# Adhesive for epdm



## lightfoot2 (Dec 6, 2007)

Am looking for an adhesive to reglue small portions of my rubber roof after I raise it and replace the plywood underlayment.

Most people I've contacted recommend Dicor 901BA, but I'm hoping to find something in a smaller quantity, available in a well-stocked hardware or home improvement store.  From what I understand, one must be careful not to use solvent-based glues that will attack the rubber.

I've already had one good suggestion that I might get an RV service place to pour a small amount of an opened 901 container into one of mine, but was hoping for something that will not "go bad" for a long period.

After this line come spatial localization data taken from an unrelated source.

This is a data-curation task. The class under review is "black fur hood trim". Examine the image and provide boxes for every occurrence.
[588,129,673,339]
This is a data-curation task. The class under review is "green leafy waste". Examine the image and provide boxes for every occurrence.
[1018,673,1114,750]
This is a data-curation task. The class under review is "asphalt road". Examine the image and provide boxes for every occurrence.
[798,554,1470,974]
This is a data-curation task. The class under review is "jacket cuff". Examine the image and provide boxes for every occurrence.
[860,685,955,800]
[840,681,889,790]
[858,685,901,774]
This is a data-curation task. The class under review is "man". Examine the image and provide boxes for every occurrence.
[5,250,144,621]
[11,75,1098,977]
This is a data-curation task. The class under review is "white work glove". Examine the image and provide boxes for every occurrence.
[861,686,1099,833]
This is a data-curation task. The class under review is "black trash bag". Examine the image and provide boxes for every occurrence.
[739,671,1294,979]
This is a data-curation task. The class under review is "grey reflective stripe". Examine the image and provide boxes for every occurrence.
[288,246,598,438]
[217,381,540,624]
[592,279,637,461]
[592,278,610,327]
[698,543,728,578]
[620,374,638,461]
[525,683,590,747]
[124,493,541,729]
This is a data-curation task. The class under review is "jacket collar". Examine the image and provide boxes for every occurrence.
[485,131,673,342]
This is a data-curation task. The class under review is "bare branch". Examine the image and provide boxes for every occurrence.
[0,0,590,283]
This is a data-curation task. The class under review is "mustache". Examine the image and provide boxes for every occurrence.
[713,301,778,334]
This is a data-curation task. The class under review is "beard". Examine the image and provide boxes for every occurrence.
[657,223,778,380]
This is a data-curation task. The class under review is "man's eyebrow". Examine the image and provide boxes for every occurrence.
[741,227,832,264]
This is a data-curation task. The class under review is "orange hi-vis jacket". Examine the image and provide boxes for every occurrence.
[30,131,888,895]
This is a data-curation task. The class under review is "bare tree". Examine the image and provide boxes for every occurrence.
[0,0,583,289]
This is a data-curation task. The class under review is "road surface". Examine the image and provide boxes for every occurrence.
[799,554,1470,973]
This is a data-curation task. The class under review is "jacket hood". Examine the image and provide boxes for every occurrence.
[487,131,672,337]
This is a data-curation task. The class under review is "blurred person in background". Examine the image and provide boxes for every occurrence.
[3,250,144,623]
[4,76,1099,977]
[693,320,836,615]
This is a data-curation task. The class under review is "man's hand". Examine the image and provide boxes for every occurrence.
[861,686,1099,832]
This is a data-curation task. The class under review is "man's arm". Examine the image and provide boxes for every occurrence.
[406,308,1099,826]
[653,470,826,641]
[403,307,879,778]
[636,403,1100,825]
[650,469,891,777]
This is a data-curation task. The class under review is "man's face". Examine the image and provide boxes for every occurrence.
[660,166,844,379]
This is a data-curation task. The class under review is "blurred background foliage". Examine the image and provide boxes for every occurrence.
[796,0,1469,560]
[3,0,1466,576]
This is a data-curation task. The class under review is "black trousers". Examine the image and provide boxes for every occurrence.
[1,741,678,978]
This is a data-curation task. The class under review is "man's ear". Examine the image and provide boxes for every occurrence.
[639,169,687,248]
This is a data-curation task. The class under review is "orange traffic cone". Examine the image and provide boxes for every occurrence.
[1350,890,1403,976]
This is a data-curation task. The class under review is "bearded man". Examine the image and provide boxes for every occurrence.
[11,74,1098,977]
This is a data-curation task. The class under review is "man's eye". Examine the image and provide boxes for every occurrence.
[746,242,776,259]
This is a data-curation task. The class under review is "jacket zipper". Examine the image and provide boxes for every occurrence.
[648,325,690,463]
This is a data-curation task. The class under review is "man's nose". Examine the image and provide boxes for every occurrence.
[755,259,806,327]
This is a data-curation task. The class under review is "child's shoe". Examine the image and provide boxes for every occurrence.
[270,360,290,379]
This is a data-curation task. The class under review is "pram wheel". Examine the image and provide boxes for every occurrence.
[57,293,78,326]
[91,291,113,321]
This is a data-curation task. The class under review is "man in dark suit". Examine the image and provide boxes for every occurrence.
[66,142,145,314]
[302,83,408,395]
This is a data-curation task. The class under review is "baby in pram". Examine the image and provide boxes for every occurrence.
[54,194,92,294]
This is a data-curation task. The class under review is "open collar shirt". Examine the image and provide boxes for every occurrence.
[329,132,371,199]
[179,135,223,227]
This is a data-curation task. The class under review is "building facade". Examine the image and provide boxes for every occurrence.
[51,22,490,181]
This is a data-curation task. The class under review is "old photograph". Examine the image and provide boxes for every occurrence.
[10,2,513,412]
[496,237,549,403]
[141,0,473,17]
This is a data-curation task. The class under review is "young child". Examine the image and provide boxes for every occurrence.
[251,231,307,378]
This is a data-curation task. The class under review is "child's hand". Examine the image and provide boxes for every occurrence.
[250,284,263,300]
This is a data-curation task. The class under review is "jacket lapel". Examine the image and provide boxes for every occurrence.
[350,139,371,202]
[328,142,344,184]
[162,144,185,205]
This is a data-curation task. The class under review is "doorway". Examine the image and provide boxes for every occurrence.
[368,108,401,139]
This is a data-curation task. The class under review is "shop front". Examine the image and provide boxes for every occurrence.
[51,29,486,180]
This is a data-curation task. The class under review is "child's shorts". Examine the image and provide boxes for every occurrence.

Can anyone out there help?


----------



## Grandview Trailer Sa (Dec 6, 2007)

Re: Adhesive for epdm

I can tell you that you will not find it in a home improvement store.  That glue is only used on RV's.  Your best bet is to contact your local dealership and see if they have some you can purchase.


----------



## benwd (Dec 26, 2007)

Re: Adhesive for epdm

I found some at an rv repair center. EPDM roof replcament kits come with the glue that looks like rubber cement and they have a little left over after a job that they might give you. It looks so much like the yellowish rubber cement that I would try a dab and see if it works.


----------



## benwd (Dec 28, 2007)

Re: Adhesive for epdm

I messed up in my previous post as it was another project that something looked like the yellowish rubber glue. The epdm roof kits come with a glue that is clearish white latex. I took a jar to the rv repair place and they filled it for me with some left over from a job. I don't know where you could get pure latex glue except at an rv place. I wonder if pure latex caulk can be thinned.


----------